Q&A: A look at how the federal law regards hate speech
"Advocates are certainly reporting to us an increased concern around incidents, threats and potential hate crimes that they're bringing to our attention," Vanita Gupta, the head of the Justice Department's Civil Rights Division, said in an interview with The Associated Press.
The signature hate crime statute — the Matthew Shepard and James Byrd, Jr., Hate Crimes Prevention Act — makes it illegal to physically harm someone based on their race, religion, national origin, gender or sexual orientation, among other characteristics.
[...] while the Constitution gives latitude to hate speech and offensive rhetoric, court decisions in the last century have carved out notable — though narrow — exceptions to free speech guarantees and authorized prosecution for language deemed to fall out of bounds.
A 1942 Supreme Court decision called Chaplinsky v. New Hampshire — which involved a Jehovah's Witness who cursed at a city marshal, calling him a "damned fascist" — articulated a "fighting words" doctrine that restricted insults intended to provoke an "immediate breach of the peace."
In Virginia v. Black, a seminal 2003 Supreme Court decision on cross-burning, Justice Sandra Day O'Connor described "true threats" as statements in which "the speaker means to communicate a serious expression of an intent to commit an act of unlawful violence to a particular individual or group of individuals."
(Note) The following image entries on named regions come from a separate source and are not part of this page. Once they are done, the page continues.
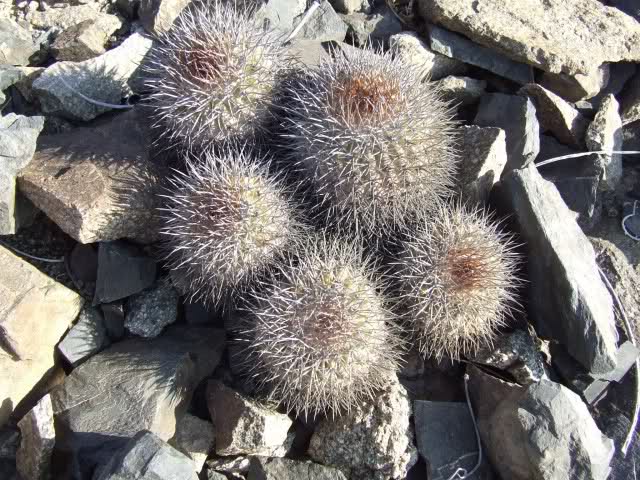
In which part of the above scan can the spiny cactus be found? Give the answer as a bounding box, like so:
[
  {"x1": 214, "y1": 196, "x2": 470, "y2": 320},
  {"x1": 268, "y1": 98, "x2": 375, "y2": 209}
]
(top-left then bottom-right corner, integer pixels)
[
  {"x1": 147, "y1": 0, "x2": 288, "y2": 148},
  {"x1": 161, "y1": 149, "x2": 302, "y2": 304},
  {"x1": 282, "y1": 47, "x2": 455, "y2": 237},
  {"x1": 393, "y1": 204, "x2": 520, "y2": 360},
  {"x1": 239, "y1": 239, "x2": 400, "y2": 415}
]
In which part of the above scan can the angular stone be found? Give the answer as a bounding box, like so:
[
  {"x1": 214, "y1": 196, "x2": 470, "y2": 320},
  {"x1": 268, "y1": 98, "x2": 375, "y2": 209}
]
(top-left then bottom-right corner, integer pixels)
[
  {"x1": 586, "y1": 95, "x2": 623, "y2": 191},
  {"x1": 473, "y1": 93, "x2": 540, "y2": 176},
  {"x1": 308, "y1": 379, "x2": 417, "y2": 480},
  {"x1": 0, "y1": 247, "x2": 82, "y2": 426},
  {"x1": 16, "y1": 395, "x2": 56, "y2": 480},
  {"x1": 33, "y1": 33, "x2": 153, "y2": 121},
  {"x1": 503, "y1": 165, "x2": 616, "y2": 372},
  {"x1": 51, "y1": 327, "x2": 225, "y2": 480},
  {"x1": 58, "y1": 306, "x2": 110, "y2": 367},
  {"x1": 429, "y1": 26, "x2": 533, "y2": 84},
  {"x1": 518, "y1": 83, "x2": 589, "y2": 148},
  {"x1": 247, "y1": 457, "x2": 347, "y2": 480},
  {"x1": 389, "y1": 32, "x2": 467, "y2": 80},
  {"x1": 207, "y1": 380, "x2": 293, "y2": 457},
  {"x1": 418, "y1": 0, "x2": 640, "y2": 75},
  {"x1": 93, "y1": 430, "x2": 198, "y2": 480},
  {"x1": 18, "y1": 111, "x2": 159, "y2": 243},
  {"x1": 457, "y1": 125, "x2": 507, "y2": 204}
]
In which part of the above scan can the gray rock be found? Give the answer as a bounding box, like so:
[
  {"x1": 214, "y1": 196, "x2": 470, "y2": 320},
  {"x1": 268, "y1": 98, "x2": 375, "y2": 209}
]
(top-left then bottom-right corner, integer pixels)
[
  {"x1": 503, "y1": 165, "x2": 616, "y2": 372},
  {"x1": 207, "y1": 380, "x2": 293, "y2": 457},
  {"x1": 473, "y1": 93, "x2": 540, "y2": 176},
  {"x1": 586, "y1": 95, "x2": 623, "y2": 191},
  {"x1": 16, "y1": 395, "x2": 56, "y2": 480},
  {"x1": 247, "y1": 457, "x2": 347, "y2": 480},
  {"x1": 418, "y1": 0, "x2": 640, "y2": 75},
  {"x1": 33, "y1": 33, "x2": 152, "y2": 121},
  {"x1": 389, "y1": 32, "x2": 467, "y2": 81},
  {"x1": 0, "y1": 18, "x2": 38, "y2": 65},
  {"x1": 518, "y1": 83, "x2": 589, "y2": 149},
  {"x1": 93, "y1": 430, "x2": 198, "y2": 480},
  {"x1": 58, "y1": 306, "x2": 110, "y2": 367},
  {"x1": 457, "y1": 125, "x2": 507, "y2": 204},
  {"x1": 51, "y1": 327, "x2": 225, "y2": 480},
  {"x1": 124, "y1": 281, "x2": 178, "y2": 338},
  {"x1": 429, "y1": 26, "x2": 533, "y2": 84},
  {"x1": 18, "y1": 109, "x2": 161, "y2": 243},
  {"x1": 308, "y1": 378, "x2": 417, "y2": 480}
]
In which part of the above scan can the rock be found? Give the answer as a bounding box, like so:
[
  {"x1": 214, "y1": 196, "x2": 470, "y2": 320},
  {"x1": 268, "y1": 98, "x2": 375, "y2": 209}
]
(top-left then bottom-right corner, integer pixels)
[
  {"x1": 51, "y1": 327, "x2": 225, "y2": 480},
  {"x1": 341, "y1": 5, "x2": 402, "y2": 47},
  {"x1": 425, "y1": 25, "x2": 533, "y2": 84},
  {"x1": 0, "y1": 113, "x2": 44, "y2": 235},
  {"x1": 586, "y1": 95, "x2": 622, "y2": 191},
  {"x1": 518, "y1": 83, "x2": 589, "y2": 149},
  {"x1": 93, "y1": 430, "x2": 198, "y2": 480},
  {"x1": 294, "y1": 0, "x2": 348, "y2": 42},
  {"x1": 503, "y1": 166, "x2": 616, "y2": 373},
  {"x1": 93, "y1": 242, "x2": 156, "y2": 304},
  {"x1": 58, "y1": 306, "x2": 110, "y2": 367},
  {"x1": 51, "y1": 15, "x2": 122, "y2": 62},
  {"x1": 172, "y1": 413, "x2": 215, "y2": 472},
  {"x1": 124, "y1": 281, "x2": 178, "y2": 338},
  {"x1": 18, "y1": 109, "x2": 160, "y2": 243},
  {"x1": 457, "y1": 125, "x2": 507, "y2": 204},
  {"x1": 207, "y1": 380, "x2": 293, "y2": 457},
  {"x1": 308, "y1": 379, "x2": 417, "y2": 480},
  {"x1": 16, "y1": 395, "x2": 56, "y2": 480},
  {"x1": 33, "y1": 33, "x2": 152, "y2": 121},
  {"x1": 247, "y1": 457, "x2": 347, "y2": 480},
  {"x1": 418, "y1": 0, "x2": 640, "y2": 75},
  {"x1": 389, "y1": 32, "x2": 467, "y2": 80},
  {"x1": 473, "y1": 93, "x2": 540, "y2": 175},
  {"x1": 0, "y1": 18, "x2": 38, "y2": 65},
  {"x1": 0, "y1": 247, "x2": 82, "y2": 426},
  {"x1": 138, "y1": 0, "x2": 191, "y2": 35}
]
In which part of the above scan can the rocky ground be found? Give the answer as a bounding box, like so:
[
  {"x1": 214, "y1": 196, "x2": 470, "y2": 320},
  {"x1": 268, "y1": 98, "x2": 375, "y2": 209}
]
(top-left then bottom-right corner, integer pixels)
[{"x1": 0, "y1": 0, "x2": 640, "y2": 480}]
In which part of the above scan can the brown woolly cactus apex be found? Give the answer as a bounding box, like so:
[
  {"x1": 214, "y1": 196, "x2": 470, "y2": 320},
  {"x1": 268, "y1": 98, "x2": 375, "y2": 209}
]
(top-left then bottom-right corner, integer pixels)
[
  {"x1": 282, "y1": 47, "x2": 455, "y2": 237},
  {"x1": 161, "y1": 149, "x2": 302, "y2": 304},
  {"x1": 394, "y1": 204, "x2": 521, "y2": 360},
  {"x1": 240, "y1": 239, "x2": 401, "y2": 415},
  {"x1": 147, "y1": 0, "x2": 288, "y2": 148}
]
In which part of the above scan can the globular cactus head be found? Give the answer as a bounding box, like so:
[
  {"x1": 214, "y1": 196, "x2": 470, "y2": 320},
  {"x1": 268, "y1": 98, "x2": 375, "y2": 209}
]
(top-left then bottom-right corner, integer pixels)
[
  {"x1": 239, "y1": 239, "x2": 401, "y2": 415},
  {"x1": 161, "y1": 148, "x2": 303, "y2": 304},
  {"x1": 147, "y1": 0, "x2": 288, "y2": 148},
  {"x1": 393, "y1": 204, "x2": 521, "y2": 360},
  {"x1": 282, "y1": 47, "x2": 455, "y2": 237}
]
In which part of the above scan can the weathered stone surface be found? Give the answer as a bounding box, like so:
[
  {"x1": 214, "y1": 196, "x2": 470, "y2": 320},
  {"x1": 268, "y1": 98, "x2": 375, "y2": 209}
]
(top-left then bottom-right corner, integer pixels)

Since Sept. 11, 2001, the attorney general said, the Justice Department has headed more than 1,000 investigations into acts of "anti-Muslim hatred" and bigoted behavior, leading to more than 45 prosecutions — including of a New York man who e-mailed death threats to an employee at the Council on American-Islamic Relations, and of a Texas man convicted in 2013 of threatening to bomb an Islamic center in Murfreesboro, Tennessee.